Intentionally different from the main race model. Sprint races are ~17 laps with no pit stops — track position and car dominance matter far more than long-run strategy or reliability.

FeatureWeightSource
Car Performance25%team_season_stats.car_performance_score
Circuit-Adj. Starting Position25%Same multiplier as GP: start_pos × (1 + (1−overtake_rate)) × (1 − 0.3×sc_prob)
Short Run Pace10%Best SQ lap time (sq1/sq2/sq3_time_ms); falls back to main qualifying if SQ not yet ingested
Driver Rating10%Sprint-specific (sprint_total_points / sprint_races / 8) when ≥3 sprint races recorded; falls back to main race rating
Weather Impact8%Based on races.sprint_weather; cross-season historical wet performance
Win Rate8%Sprint-specific when ≥3 sprint races recorded; falls back to main race win rate
Luck Factor8%Rolling 5-race delta from recent grand prix results — cross-season
SQ Qualifying Delta6%Recency-weighted (5→1) mean of SQ teammate gap across last 5 sprint weekends — cross-season

Weighted Score

raw = (
    car_perf              * 0.25 +
    circuit_adj_start_pos * 0.25 +
    short_run             * 0.10 +
    driver_rating         * 0.10 +
    weather_score         * 0.08 +
    win_rate              * 0.08 +
    luck                  * 0.08 +
    sq_delta              * 0.06
)

Sprint driver rating and win rate use sprint-specific history when ≥3 sprint races are recorded, otherwise fall back to main race stats (scaled to match the 8-point sprint maximum vs 25-point race maximum).


Softmax → Win Probability

exp_s = np.exp(scores / T)
win_probability = exp_s / exp_s.sum()

Temperature T = 0.3. Lower temperature makes the model more decisive — small score differences produce larger probability gaps.
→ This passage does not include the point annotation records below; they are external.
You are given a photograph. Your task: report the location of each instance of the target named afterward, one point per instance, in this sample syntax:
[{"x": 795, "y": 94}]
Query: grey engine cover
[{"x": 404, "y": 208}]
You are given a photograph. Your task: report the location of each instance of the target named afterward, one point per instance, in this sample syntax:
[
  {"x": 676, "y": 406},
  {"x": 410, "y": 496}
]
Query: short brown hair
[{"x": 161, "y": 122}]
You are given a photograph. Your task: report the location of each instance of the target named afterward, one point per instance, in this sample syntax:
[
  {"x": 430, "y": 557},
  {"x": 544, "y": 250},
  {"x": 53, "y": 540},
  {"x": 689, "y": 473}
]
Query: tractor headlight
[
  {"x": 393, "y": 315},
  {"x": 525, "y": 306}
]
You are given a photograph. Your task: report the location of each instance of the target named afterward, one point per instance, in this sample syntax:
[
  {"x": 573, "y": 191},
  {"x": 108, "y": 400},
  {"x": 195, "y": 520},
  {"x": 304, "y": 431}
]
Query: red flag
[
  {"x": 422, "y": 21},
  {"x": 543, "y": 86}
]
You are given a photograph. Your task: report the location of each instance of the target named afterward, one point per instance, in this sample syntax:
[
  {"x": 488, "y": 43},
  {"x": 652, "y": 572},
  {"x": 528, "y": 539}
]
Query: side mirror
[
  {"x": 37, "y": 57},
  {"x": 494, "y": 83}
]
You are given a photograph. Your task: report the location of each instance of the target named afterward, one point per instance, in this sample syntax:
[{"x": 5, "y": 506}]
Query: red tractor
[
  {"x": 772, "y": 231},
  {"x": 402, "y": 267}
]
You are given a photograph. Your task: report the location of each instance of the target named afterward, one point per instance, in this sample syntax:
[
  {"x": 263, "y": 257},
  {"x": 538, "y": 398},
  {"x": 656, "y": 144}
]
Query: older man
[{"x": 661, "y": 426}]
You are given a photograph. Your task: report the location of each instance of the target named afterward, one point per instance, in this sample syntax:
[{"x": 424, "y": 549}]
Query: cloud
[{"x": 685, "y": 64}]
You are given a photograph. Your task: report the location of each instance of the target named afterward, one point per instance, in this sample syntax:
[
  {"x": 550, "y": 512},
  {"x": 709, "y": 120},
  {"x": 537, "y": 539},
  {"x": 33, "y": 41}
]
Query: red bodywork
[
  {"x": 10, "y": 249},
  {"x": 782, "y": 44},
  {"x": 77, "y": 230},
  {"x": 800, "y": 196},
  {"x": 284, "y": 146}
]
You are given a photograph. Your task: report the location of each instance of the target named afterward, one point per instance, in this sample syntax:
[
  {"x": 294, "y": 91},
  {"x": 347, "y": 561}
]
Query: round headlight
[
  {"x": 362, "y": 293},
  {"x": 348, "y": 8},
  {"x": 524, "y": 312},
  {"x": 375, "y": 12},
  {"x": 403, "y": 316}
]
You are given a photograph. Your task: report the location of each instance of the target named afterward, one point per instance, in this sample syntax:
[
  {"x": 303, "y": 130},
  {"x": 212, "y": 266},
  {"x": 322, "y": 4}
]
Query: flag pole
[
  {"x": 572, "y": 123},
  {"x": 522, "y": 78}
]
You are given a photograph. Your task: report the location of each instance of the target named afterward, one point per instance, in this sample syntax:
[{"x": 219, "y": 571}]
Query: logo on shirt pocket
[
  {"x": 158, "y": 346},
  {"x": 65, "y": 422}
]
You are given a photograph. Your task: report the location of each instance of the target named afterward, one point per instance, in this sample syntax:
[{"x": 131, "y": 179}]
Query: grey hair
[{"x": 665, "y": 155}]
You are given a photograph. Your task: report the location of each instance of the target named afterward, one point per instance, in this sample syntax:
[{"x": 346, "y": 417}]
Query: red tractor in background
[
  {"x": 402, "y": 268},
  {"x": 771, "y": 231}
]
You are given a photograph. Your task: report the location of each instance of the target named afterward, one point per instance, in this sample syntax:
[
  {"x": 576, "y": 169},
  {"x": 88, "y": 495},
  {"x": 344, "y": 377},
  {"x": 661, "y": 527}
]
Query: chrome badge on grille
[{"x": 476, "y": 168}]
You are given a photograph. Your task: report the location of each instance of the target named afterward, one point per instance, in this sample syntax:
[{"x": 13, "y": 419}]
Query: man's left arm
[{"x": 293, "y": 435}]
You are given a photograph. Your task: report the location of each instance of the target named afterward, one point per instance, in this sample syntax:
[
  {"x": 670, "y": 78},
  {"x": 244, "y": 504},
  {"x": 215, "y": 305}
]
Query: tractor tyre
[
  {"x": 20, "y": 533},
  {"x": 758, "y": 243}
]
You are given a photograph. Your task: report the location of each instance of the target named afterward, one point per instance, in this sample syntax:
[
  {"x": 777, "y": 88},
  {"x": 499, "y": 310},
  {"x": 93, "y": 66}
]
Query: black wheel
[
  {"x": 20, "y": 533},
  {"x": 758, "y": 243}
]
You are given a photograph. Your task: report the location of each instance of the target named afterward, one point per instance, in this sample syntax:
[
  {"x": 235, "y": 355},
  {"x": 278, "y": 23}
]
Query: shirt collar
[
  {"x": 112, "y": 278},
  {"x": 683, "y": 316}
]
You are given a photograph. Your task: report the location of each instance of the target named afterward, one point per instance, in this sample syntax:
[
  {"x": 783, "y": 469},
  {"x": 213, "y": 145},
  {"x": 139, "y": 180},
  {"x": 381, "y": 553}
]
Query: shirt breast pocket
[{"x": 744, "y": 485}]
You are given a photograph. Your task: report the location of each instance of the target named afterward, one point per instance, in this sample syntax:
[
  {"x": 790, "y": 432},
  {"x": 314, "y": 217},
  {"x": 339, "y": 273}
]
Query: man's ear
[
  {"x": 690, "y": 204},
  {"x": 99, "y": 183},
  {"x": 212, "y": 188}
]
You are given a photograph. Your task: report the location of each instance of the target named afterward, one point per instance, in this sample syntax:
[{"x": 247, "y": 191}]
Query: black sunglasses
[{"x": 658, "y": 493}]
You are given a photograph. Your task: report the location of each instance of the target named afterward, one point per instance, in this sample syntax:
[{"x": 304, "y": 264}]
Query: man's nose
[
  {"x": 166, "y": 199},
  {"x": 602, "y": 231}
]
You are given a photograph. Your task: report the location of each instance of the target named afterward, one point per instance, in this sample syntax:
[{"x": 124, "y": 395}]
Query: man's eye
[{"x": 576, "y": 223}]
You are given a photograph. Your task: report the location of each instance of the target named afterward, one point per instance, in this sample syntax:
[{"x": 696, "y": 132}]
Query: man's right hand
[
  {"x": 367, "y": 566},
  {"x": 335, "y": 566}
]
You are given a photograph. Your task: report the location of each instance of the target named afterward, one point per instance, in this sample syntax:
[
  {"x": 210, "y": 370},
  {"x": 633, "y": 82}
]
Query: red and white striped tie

Do not increase T.

Probabilities sum to 1.0 across all drivers in a race. Same temperature applies to both the sprint and main race models.


Predicted Position

Drivers are ranked by win_probability descending. Rank 1 = predicted winner, stored in race_predictions.predicted_winner_id (or sprint_predictions.predicted_winner_id for sprints). All driver positions are stored in driver_prediction_features.predicted_position (or driver_sprint_features.predicted_position).


Data Availability by Era

YearsQualifying dataLap timesSprint data
2018–presentFull Q1/Q2/Q3 + sector timesFull per-lap telemetryFull SQ times + sprint lap times
2006–2017Q1/Q2/Q3 timesNoneN/A (sprint format started 2021)
2000–2005Single best lap time onlyNoneN/A

For races without qualifying data, compute_features cannot run — those races have no predictions.